Data point usage is identical using CDI as for other ingestion methods like REST APIs or SDKs, so it is up to you to make sure that you’re only adding new or updated attributes into your source tables.
Separate EXTERNAL_ID from PAYLOAD column
The PAYLOAD object should not include an external ID or other ID type.
Remove an attribute
You can set it to null if you want to omit an attribute from a user’s profile. If you want an attribute to remain unchanged, don’t send it to Braze until it’s been updated.

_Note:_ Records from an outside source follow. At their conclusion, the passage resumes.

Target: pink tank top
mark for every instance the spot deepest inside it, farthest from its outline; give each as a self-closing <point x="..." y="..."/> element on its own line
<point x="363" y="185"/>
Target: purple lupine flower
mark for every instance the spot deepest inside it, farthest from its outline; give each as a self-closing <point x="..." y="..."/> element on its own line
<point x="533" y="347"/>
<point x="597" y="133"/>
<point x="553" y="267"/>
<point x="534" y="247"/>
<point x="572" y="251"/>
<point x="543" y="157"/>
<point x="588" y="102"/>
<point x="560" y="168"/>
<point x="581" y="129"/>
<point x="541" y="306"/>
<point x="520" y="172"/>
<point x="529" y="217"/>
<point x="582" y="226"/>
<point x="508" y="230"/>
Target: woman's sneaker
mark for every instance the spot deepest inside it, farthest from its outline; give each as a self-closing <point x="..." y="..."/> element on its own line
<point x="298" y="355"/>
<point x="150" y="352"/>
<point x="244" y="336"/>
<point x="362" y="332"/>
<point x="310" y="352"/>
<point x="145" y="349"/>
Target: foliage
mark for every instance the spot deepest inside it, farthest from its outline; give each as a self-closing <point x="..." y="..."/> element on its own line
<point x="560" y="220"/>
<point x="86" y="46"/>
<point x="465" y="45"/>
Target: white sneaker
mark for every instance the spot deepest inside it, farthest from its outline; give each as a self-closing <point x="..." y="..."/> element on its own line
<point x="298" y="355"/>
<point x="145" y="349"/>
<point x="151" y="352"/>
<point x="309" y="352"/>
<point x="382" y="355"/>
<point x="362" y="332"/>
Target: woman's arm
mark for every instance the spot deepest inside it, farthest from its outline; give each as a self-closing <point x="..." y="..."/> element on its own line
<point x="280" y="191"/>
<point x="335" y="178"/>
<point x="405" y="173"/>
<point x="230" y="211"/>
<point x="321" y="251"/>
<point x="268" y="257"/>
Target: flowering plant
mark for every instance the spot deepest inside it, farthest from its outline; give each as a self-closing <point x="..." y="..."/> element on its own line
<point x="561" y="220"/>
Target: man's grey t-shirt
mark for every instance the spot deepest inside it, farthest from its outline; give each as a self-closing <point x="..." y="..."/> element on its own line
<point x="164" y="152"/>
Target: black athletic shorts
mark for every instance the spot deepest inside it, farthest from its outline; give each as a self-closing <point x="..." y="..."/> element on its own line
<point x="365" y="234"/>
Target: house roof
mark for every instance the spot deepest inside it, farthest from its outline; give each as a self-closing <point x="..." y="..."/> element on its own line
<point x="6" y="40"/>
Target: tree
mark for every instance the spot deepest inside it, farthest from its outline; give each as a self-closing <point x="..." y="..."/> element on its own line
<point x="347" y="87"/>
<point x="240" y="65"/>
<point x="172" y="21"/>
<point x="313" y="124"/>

To completely remove an attribute, use TO_JSON(OBJECT_CONSTRUCT_KEEP_NULL(...)).
Make incremental updates
Make incremental updates to your data so you can prevent unintentional overwrites when simultaneous updates are made.
In the following example, a user has two attributes:
- Color: “Green”
- Size: “Large”
Then Braze receives the following two updates to that user simultaneously:
- Request 1: Change color to “Red”
- Request 2: Change size to “Medium”
Because Request 1 occurs first, the user’s attributes are updated to the following:
- Color: “Red”
- Size: “Large”
However, when Request 2 occurs, Braze starts with the original attribute values (“Green” and “Large”), then updates the user’s attributes to the following:
- Color: “Green”
- Size: “Medium”
When the requests are finished, Request 2 will overwrite the update from Request 1, so it’s best to stagger your updates so you can prevent requests from being overwritten.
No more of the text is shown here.